NASA has reduced the list of potentially habitable planets

NASA has reduced the list of potentially habitable planets

It is believed that the so-called 'habitable zones' – regions around stars where conditions are potentially suitable for the existence of liquid water on planets, as the main criterion for the possible existence of life – are optimal for the search for life outside the Earth.

A new NASA study significantly limits the list of such planets. Agency scientists point out that some of these zones cannot actually support life due to the frequent stellar eruptions inherent in young red dwarfs – the release of huge amounts of stellar matter and radiation into space.

Having laid this concept at the basis of a new model, an interdisciplinary team of NASA scientists set itself the task of finding out exactly how habitable zones can be determined taking into account the influence of stellar activity, which threatens the exoplanet's atmosphere and leads to oxygen loss. The study was published in Astrophysical Journal Letters on February 6, 2017.
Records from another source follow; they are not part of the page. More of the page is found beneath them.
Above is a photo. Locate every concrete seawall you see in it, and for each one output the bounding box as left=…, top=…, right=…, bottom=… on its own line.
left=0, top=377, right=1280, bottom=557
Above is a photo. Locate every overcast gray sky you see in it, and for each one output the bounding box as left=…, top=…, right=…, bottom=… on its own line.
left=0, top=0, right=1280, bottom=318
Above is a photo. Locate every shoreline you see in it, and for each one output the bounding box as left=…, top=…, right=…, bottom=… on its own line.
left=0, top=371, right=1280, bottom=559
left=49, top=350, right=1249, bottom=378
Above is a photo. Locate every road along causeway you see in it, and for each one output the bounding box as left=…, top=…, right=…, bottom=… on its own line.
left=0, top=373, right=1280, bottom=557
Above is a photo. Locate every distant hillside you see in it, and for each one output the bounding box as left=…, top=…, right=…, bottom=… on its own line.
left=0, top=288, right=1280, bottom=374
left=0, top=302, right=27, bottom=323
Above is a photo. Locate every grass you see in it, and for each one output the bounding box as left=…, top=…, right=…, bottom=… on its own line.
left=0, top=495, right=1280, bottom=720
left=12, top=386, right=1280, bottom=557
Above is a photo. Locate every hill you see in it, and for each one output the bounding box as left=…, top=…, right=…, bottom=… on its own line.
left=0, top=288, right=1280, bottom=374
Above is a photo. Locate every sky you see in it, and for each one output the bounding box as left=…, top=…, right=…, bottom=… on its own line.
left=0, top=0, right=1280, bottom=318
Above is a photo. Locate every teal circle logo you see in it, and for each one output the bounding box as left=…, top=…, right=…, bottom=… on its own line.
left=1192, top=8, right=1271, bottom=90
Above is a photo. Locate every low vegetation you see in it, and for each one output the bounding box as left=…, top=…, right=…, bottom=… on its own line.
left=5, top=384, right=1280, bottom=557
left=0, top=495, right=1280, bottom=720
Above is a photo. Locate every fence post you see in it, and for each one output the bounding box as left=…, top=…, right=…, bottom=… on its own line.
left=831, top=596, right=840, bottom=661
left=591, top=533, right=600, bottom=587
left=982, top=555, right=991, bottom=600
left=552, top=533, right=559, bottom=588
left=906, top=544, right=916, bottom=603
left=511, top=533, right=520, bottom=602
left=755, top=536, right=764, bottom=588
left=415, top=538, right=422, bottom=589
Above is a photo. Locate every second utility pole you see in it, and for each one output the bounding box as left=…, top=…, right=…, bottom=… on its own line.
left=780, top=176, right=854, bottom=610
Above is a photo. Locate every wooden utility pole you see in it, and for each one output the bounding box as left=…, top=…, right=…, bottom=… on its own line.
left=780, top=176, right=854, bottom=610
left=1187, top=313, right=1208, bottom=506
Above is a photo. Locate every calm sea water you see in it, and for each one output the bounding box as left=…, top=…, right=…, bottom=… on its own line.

“If we want to find an exoplanet that can develop and support life, we must find out which stars are the best candidates for this,” said Vladimir Hayrapetyan, lead author of the article, a scientist at NASA's Mission Control Center in Greenbelt. “Only by figuring out what kind of parent stars we need can we get closer to understanding this issue.”

To determine the habitable zone around a star, astronomers have traditionally looked at the degree of heat and light radiation from a star. It is believed that stars that are more massive than our Sun produce more heat and light, so their habitable zone is farther away, while the habitable zone of less massive and colder stars, on the contrary, is closer.

In addition to heat and visible light, the new study suggests that stars emit X-rays and ultraviolet radiation, as well as stellar eruptions such as flares and coronal mass ejections that characterize the space weather of orbiting planets. One possible consequence of this radiation is so-called atmospheric erosion, during which high-energy particles drag atmospheric molecules such as hydrogen and oxygen, the ingredients of water, into space. Hayrapetyan's new team model for habitable zones now takes this effect into account.

“Although our results for planets in orbits of young red dwarfs are quite pessimistic, we now have a better understanding of which stars have more habitable prospects,” Hayrapetyan said. “The more demands we make on a parent star, the more we come to understand that our Sun is one of the best examples of parent stars that support life on Earth.”